To simulate moving a volume while an app is running, I created a virtual volume from a Clariion storage element, assigned the volume to my host, and filled it with files. Among those files was a movie clip that I kept running.
Back at the Invista console, I clicked on the new volume and chose “move;” Invista asked me to choose a target location and a data rate for the move (allowing for either low network load or faster completion). The move went off without a hitch, and the movie clip never experienced a hiccup -- a good indication that even the most demanding application should not be affected in such a transfer.
Invista’s powerful virtualization simplifies some administrative tasks, such as moving data to a faster array, without painful disruptions to your business. This alone should justify the nontrivial investment needed to acquire Invista.
But there’s more. For example, you can clone a volume and create a constantly updated mirrored image that can be detached and assigned to a different task (development, data mining, backups, etc.) at any time.
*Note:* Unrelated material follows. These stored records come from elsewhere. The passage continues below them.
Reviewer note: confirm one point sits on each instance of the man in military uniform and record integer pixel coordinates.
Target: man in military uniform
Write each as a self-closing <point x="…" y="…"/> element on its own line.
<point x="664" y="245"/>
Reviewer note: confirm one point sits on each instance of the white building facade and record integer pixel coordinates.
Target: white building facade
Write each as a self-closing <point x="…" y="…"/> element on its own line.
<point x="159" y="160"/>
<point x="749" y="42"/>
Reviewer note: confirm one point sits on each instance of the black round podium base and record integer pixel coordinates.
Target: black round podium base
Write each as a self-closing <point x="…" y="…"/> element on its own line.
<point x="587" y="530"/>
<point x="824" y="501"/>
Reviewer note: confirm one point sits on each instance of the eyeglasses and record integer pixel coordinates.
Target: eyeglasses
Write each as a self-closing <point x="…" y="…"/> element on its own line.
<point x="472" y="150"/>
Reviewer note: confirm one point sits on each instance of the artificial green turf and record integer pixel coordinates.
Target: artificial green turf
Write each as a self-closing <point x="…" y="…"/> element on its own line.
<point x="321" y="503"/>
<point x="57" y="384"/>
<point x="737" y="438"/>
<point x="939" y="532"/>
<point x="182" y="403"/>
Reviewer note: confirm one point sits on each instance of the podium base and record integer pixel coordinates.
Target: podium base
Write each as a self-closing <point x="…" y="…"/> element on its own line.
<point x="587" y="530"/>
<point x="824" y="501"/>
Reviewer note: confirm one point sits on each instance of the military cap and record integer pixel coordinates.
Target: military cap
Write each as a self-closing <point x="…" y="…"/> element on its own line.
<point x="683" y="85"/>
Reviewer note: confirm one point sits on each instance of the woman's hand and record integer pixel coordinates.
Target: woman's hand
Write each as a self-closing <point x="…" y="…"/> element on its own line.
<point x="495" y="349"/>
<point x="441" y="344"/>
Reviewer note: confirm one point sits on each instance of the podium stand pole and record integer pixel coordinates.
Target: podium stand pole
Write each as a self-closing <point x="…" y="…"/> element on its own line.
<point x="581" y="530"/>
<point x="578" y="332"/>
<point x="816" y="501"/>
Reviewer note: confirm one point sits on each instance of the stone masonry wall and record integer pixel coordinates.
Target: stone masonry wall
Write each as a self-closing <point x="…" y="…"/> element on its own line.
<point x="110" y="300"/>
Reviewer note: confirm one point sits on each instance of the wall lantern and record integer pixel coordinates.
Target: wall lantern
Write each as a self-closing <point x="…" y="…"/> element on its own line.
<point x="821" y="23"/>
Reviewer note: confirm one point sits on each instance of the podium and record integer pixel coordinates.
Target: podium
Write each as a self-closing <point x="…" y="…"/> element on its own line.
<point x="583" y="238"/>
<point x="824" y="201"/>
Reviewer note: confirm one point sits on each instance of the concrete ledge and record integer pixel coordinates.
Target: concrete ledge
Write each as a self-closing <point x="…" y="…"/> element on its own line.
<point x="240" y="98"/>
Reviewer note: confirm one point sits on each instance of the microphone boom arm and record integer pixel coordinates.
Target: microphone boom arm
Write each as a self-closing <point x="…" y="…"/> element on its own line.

Invista also has powerful features to create new virtual volumes and dynamically extend one that’s running out of space. For the latter to be useful, however, your server OS must be able to play along.
Preserving current data is another concern. Invista can import existing volumes into a virtualized environment without affecting the data. This is a must-have for a smooth and painless installation.
To mark the difference in performance, I measured the transfer rate with Iometer before and after importing the volume. Adding the nonvirtualized LUN to my Windows host, formatting a volume, and filling it with data was nothing new. After running Iometer and saving the test results, I added the LUN to the zone managed by Invista.
With the new zoning complete, I clicked the rescan button on the Invista GUI. The new LUN appeared immediately in the tree, and I was able to assign it to my server as a virtual volume. As expected, the data content of the volume was unaffected.
Running the same Iometer script on the imported volume showed no significant difference in transfer rate, compared with the test run on the nonvirtualized volume. This result was a sign that Invista’s off-band virtualization adds little or no latency to a SAN.
In the zone
After evaluating Invista, my only want is for better integration with EMC’s ControlCenter SRM software and other management tools. As it is now, you must switch management consoles when moving outside Invista, for example, to define a new LUN on a Clariion or Symmetrix array, or to change zoning. However, I wouldn’t be at all surprised to learn that EMC has already chalked that in for future releases.
Otherwise, Invista storage virtualization brings a much-needed breath of administrative fresh air to existing SANs. It’s not quite a free lunch, but it could be your most effective investment toward managing storage according to business needs rather than technical constraints.